Rory sighed and took a big, icy swallow of her frappachino. How she would love to crawl beneath the covers of her childhood bed where she had once dreamt of things fearful and fantastic but had been able to leave them all behind her when she awoke.
She had long since finished her drink when the tables around her started to fill up with the usual complement of drowsy, caffeine-starved Sunday patrons. She tossed her empty cup away and went back to her car. She’d had no epiphanies and the only conclusion she had reached was that it was going to take more than a couple of hours and a sugar-caffeine high to come to terms with this new world order. Although it might prove to be impossible, she needed to put it on a back burner of her mind and try to go on about the normal business of her life. With any luck, her mind would acclimate in its own good time. Any decision she made regarding the house would have to wait until then.

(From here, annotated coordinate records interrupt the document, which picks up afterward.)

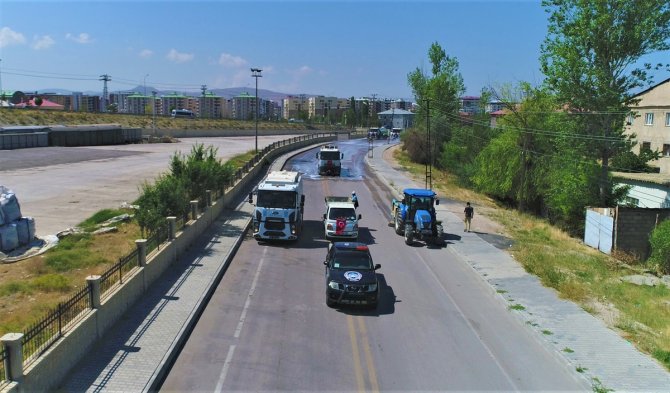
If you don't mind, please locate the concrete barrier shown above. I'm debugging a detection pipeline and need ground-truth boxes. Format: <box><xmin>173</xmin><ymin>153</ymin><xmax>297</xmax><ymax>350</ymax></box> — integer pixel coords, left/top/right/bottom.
<box><xmin>0</xmin><ymin>136</ymin><xmax>336</xmax><ymax>393</ymax></box>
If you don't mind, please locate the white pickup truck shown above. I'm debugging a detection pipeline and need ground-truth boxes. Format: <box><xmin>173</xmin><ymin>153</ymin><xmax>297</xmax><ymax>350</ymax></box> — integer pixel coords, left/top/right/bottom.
<box><xmin>323</xmin><ymin>196</ymin><xmax>362</xmax><ymax>241</ymax></box>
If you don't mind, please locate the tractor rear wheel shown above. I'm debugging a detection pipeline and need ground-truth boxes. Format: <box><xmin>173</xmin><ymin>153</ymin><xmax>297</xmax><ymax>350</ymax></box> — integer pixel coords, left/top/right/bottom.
<box><xmin>395</xmin><ymin>210</ymin><xmax>403</xmax><ymax>235</ymax></box>
<box><xmin>405</xmin><ymin>225</ymin><xmax>414</xmax><ymax>246</ymax></box>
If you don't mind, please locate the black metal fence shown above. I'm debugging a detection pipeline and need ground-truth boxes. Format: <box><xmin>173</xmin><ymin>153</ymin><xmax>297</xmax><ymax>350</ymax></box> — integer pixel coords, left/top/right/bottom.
<box><xmin>21</xmin><ymin>286</ymin><xmax>91</xmax><ymax>364</ymax></box>
<box><xmin>7</xmin><ymin>134</ymin><xmax>336</xmax><ymax>385</ymax></box>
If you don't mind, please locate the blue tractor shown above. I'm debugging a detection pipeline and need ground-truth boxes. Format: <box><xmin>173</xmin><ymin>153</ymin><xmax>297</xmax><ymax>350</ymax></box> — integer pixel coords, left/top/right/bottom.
<box><xmin>391</xmin><ymin>188</ymin><xmax>444</xmax><ymax>246</ymax></box>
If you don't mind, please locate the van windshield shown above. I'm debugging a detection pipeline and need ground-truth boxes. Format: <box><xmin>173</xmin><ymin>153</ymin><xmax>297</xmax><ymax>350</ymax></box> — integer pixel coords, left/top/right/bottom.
<box><xmin>328</xmin><ymin>207</ymin><xmax>356</xmax><ymax>220</ymax></box>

Since the normal business of her life now included Jeremy Logan’s case, she’d planned to drive out to Mount Sinai for a firsthand look at the house where his sister died. According to Jeremy, the place was up for sale again and there was an open house scheduled for today. The owners had apparently decided that they didn’t want to live in a house where someone had died. After the past twenty-four hours, Rory couldn’t say that she blamed them. In any case, their decision came at a fortuitous time, since she’d had no idea how she would have gotten inside to look around if the owners had been living there. She couldn’t very well have told them that she’d taken it upon herself to reopen the investigation into the death of their interior decorator, at least not if she wanted to keep her day job. Now she could just say that she was house hunting.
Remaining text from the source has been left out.